Andersen uses fine art to attract clients

More evidence that the worlds of business and art are increasingly intertwined comes from a recent US art exhibition

More evidence that the worlds of business and art are increasingly intertwined comes from a recent US art exhibition. In golden hues, Vincent Van Gogh painted French farmers in 1888 gathering their wheat for a landscape he called The Harvest. Now, it's Andersen Consulting that hopes to do the reaping.

The $8 billion (€7.06 billion) global management and consulting firm was the sole corporate sponsor of the National Gallery of Art's popular three-month-long show, "Van Gogh's Van Goghs: Masterpieces from the Van Gogh Museum, Amsterdam," a fact tastefully noted on walls at the gallery and in publications connected with the exhibition.

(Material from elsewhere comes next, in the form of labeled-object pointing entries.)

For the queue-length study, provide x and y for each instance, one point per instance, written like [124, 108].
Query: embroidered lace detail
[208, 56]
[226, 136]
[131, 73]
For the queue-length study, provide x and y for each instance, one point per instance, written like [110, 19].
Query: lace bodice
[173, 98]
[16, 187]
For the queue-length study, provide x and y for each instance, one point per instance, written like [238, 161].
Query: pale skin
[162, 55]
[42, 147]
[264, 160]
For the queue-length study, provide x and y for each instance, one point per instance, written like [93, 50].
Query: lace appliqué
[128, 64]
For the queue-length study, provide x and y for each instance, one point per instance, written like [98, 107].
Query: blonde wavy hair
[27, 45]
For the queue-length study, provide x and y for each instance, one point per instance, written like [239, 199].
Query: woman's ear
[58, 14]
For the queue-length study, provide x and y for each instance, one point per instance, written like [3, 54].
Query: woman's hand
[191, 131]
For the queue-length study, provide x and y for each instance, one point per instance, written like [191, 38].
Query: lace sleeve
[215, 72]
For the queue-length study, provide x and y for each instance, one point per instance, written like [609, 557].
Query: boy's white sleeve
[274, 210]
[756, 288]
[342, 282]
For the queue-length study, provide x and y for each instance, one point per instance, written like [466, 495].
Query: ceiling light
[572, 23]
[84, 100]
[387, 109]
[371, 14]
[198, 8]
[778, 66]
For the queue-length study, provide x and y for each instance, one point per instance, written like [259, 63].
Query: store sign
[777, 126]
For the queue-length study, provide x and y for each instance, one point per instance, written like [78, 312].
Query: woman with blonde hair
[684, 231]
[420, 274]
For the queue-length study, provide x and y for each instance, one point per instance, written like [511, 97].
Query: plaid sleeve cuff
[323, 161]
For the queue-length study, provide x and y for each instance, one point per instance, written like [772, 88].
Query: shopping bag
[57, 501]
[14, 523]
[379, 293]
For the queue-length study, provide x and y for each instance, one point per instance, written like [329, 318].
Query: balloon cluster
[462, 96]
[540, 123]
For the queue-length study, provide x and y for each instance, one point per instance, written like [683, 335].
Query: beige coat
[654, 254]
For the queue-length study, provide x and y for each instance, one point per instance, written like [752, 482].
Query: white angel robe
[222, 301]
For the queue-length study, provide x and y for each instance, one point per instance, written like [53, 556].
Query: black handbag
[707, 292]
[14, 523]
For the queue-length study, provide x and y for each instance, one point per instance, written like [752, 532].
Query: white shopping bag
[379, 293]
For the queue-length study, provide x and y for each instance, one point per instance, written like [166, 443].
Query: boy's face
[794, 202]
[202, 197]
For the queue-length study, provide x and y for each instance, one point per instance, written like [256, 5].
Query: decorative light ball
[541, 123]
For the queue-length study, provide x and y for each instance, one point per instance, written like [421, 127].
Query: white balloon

But for Andersen, the sought-after pay-off was not the occasional mention in a review of the show, which ended earlier this month, or even in whatever goodwill it might have engendered with 480,496 art enthusiasts who viewed the 72 paintings by the Dutch master.

The consulting organisation's goal in paying somewhat more than $1 million to put its name on the show was burnishing its image with the 1,096 corporate chieftains it invited to a half-dozen black-tie dinners and exhibition previews. They are the same Fortune 100 company executives who decide whether to pay millions of dollars to hire a consultant such as Andersen.